Last week, House Speaker John Boehner allowed his caucus to humiliate him. He advanced a "Plan B" that would have raised tax rates only on millionaires, but pulled it without a vote when House Republicans refused to support even that modest concession to political reality.
It would be understandable if President Obama, who is returning to Washington after cutting short his family vacation, sought to exploit his adversaries' disorder. But the president would serve the nation better by continuing to seek a bipartisan compromise to avert the fiscal cliff.
It won't be easy. Mr. Boehner's inability to deliver his own caucus has left the president without a negotiating partner. Mr. Obama already has agreed to concessions -- acquiescence in higher tax rates for 1 percent rather than 2 percent of Americans, acceptance of a new formula to curb cost-of-living increases for Social Security benefits, etc. -- that many Democrats and allied interest groups oppose.

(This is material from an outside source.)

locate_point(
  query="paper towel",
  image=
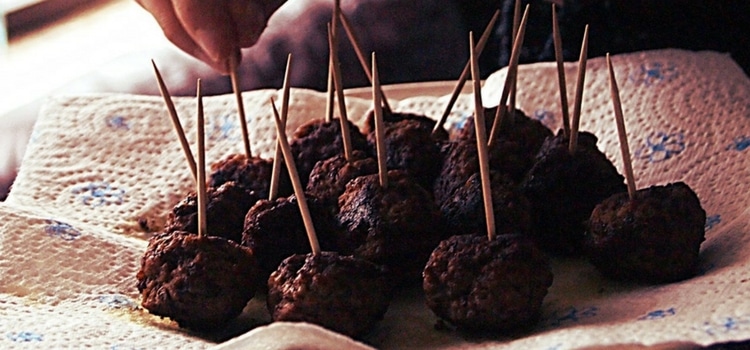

Yet as House GOP lawmakers remain oblivious to their setback in last month's election, they still define compromise as having both parties agree to do things their way. That isn't leadership. It's extremism.
In returning to the financial fray, President Obama must remind Congress that he is the leader of this country, not just of his party, and that he has compromised enough.
If that doesn't work on the recalcitrant Republicans, then Americans will know whom to blame.